Wei is hopeful that the next five years will see advances in technology that allow for significantly more multidisciplinary measurements in the ocean at fuller temporal and spatial scales, ice covered or ice free. These technological advances would help improve models and develop new parameterizations as well as machine learning algorithms of the Arctic ocean systems, through which “we gain deeper insights into the processes at play in the real system, and can more accurately predict future changes.” Wei says she feels the most empowered when she gets to work on a team with other women. “I collaborate with women scientists across various age groups in our field, both those older and younger than myself.”

Picture taken in Pond Inlet, Canadian Arctic Archipelago (RV Oden in the background during a Northwest Passage Research cruise). Credit: Cynthia Garcia.

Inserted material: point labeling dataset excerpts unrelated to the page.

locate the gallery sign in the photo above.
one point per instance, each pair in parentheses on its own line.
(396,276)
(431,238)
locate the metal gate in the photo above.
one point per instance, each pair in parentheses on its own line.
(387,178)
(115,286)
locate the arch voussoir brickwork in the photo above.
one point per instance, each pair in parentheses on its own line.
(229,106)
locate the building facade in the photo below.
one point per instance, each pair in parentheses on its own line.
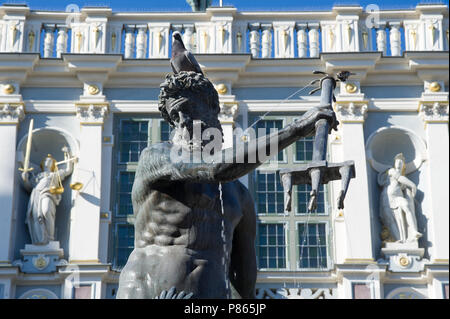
(89,80)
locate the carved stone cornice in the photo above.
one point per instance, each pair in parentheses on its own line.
(228,112)
(433,111)
(11,113)
(351,111)
(91,113)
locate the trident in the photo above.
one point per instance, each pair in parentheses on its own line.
(319,171)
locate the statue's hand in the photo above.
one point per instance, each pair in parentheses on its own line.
(311,117)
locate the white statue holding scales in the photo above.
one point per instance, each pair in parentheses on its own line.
(397,208)
(46,189)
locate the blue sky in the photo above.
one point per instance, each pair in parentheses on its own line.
(245,5)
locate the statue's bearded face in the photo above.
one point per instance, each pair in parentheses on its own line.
(398,164)
(189,107)
(48,164)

Cynthia (Cindy) Garcia is a program manager for the Arctic Research Program in NOAA’s Global Ocean Monitoring and Observing Program, where she manages projects that focus on sea-ice observations and data management. She is also serving as the coordinating editor for the Arctic Report Card. Her work supports NOAA’s mission by “facilitating access to vital Arctic data…this, in turn, supports the development of products and tools crucial for understanding and responding to the changes occurring in the Arctic.” Cindy says it’s important to remind others of the complexities and collaborative nature of Arctic research – “it’s not just about collecting data; it’s about weaving together knowledge from various sources, including Indigenous Knowledge, to build a comprehensive understanding of the Arctic.”

Read about Cindy’s passion for mentorship and her scientific career that led her to her current position by clicking here. 

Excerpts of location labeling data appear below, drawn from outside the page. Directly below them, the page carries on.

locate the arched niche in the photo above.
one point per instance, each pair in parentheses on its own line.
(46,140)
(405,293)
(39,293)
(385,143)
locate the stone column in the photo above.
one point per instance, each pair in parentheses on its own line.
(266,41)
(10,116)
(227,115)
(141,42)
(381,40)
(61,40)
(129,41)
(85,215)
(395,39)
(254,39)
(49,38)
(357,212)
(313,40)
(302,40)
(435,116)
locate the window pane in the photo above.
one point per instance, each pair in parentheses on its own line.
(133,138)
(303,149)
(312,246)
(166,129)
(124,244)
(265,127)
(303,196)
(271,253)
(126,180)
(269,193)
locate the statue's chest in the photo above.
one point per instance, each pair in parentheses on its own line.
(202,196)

Cindy is passionate about mentorship, and says she feels the most empowered when she can break down barriers and open doors for the next generation by mentoring other women or minoritized students in STEM. One of Cindy’s proudest moments was when an undergraduate mentee of hers presented research at a major scientific conference and also shared that the mentorship experience inspired her to also guide other minoritized students in the future. “It’s incredibly rewarding to see the positive ripple effects of mentorship.” In the coming years, she hopes to see principles of diversity, equity, inclusion, and accessibility integrated more intentionally and thoughtfully into Arctic research and policy decisions. The “growing recognition of the value of diverse perspectives in science” gives Cindy hope.

Before her career in program management, her research focuses on understanding biogeochemical changes along marginal ice zones and coastal margins of our planet using satellite-derived measurements. She also dedicated time to serve in organizations that help build supportive networks and alliances.